I took this photo at an autograph session at my local Menards. He was giving my son rabbit ears.
Along with Roberto Alomar, Bert Blyleven has been - finally - elected to the National Baseball Hall of Fame. I'm very happy for him. I have to admit that, even though everyone expected this year to finally be the year, I was worried. I've seen a lot of writers strut all over the internet proudly proclaiming why they didn't vote for Bert. But he made it. It's a good thing I'm not a voter because I don't think I could look at his qualifications with an impartial eye. I wanted him in because I like him.
I still believe that the voting process is fundamentally flawed, but I'm less indignant about it now because my guy got in. I also believe that they still didn't get it completely right (*ahem* Barry Larkin); I'm not sure they ever will. Which, I guess, is the point -- it's supposed to be hard, very hard, to get into the Hall of Fame.
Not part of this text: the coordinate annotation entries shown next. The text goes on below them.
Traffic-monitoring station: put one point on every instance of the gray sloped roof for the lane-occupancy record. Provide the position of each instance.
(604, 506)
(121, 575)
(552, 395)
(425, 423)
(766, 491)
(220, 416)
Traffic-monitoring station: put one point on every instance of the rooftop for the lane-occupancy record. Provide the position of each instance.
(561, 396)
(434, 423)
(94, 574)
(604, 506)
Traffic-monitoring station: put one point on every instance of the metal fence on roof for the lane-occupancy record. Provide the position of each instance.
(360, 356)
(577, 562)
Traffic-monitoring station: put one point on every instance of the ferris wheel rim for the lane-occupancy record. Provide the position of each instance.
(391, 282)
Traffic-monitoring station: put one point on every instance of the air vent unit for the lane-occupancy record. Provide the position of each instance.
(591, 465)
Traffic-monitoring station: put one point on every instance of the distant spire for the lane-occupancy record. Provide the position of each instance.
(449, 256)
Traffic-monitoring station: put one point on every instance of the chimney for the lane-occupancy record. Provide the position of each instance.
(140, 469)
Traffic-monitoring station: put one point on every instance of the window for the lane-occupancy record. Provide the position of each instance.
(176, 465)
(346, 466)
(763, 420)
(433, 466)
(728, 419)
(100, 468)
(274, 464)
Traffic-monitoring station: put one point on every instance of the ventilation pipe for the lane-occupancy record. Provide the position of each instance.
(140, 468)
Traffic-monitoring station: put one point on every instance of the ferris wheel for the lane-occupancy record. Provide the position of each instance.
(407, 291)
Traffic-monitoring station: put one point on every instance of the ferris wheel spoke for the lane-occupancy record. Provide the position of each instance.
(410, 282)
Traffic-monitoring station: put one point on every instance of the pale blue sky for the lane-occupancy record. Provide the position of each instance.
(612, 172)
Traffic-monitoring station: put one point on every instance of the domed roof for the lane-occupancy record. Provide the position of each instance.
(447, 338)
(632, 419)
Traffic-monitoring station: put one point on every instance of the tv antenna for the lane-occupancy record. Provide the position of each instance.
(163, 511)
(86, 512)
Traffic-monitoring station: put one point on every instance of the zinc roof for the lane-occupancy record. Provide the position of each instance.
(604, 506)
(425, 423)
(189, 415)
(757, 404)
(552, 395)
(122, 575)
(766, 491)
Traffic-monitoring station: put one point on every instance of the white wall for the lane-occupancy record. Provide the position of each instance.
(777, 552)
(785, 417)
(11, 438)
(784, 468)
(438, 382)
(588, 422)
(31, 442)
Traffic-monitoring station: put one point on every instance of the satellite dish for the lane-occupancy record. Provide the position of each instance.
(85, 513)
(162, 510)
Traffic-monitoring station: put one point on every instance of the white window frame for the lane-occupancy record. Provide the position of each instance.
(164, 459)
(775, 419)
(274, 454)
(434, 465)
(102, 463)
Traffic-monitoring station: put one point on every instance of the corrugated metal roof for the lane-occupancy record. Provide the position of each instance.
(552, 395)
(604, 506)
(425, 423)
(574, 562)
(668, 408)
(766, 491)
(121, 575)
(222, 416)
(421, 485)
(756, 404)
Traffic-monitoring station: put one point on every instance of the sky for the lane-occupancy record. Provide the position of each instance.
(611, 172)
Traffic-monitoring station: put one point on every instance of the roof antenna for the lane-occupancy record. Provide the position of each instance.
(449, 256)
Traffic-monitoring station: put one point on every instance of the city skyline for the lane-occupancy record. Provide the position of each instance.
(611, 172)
I noticed a couple of shifts in the voting process this year. First, the digital age is having an increasing impact. Many writers post articles on internet forums, inviting readers to comment. Never before have the average fans' voices been considered to this extent. All this conversation is a great, and increasingly necessary, component. Bert wouldn't have been voted in if it weren't for the groundswell of intelligent fans getting the writers' attention with appropriate stats. But with a growing and increasingly accessible platform, I fear the writers may develop into self-important clods (more so than they already are). The more internet feedback these writers get, the bigger their egos, and the more they are going to use their HOF vote as an opportunity for selfish bloviating. "Look at me: I'm so important/clever/awesome because I refuse to vote for a guy who deserves it, but I decided the attention is better." I hope the vast majority of writers continue to take their votes seriously.
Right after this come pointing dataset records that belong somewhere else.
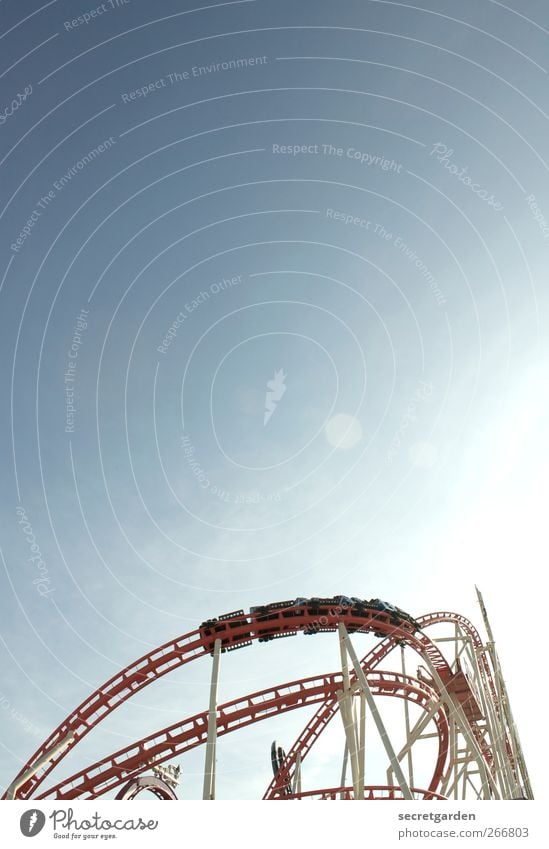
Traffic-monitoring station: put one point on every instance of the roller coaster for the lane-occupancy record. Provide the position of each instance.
(457, 700)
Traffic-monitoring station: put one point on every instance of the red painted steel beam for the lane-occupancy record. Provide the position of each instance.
(235, 631)
(326, 712)
(375, 792)
(127, 763)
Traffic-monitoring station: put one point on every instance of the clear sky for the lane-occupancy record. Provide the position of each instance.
(273, 311)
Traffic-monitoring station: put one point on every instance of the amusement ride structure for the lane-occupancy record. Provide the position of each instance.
(457, 700)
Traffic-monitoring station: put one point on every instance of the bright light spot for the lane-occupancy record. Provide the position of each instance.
(343, 431)
(423, 455)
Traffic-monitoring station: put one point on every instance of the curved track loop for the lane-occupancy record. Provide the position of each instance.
(374, 792)
(146, 784)
(326, 712)
(115, 769)
(235, 630)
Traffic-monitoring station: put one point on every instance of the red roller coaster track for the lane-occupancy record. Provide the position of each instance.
(238, 630)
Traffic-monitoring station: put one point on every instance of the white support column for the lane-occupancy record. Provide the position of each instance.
(362, 745)
(343, 781)
(209, 766)
(344, 698)
(406, 792)
(297, 774)
(407, 723)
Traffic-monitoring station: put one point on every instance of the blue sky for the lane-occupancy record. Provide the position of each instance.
(353, 196)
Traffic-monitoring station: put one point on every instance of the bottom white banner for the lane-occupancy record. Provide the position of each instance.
(234, 824)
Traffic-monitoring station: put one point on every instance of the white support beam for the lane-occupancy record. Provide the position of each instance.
(35, 767)
(406, 792)
(209, 766)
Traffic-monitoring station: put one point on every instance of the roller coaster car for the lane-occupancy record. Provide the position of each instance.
(206, 628)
More seriously, the shadow of the steroid era is continuing to loom, and it will for many years. It's not an easy thing to think about, and there are more hard questions than good answers. It's one thing for voters to leave Mark McGwire off their ballots; his stats before he purportedly took enhancements weren't all that great. But I read that several voters couldn't bring themselves to vote for Jeff Bagwell because they "just didn't know if he did or didn't." Well, that's hardly fair -- the only evidence against him is that he was good. And it's going to get harder. What to do about Barry Bonds? Or Roger Clemens? They were amazing players. But you can't ignore the alleged boost. There's no clear path for future voters.
But today is a happy day for Bert and Roberto. Two great players, indeed. Congratulations!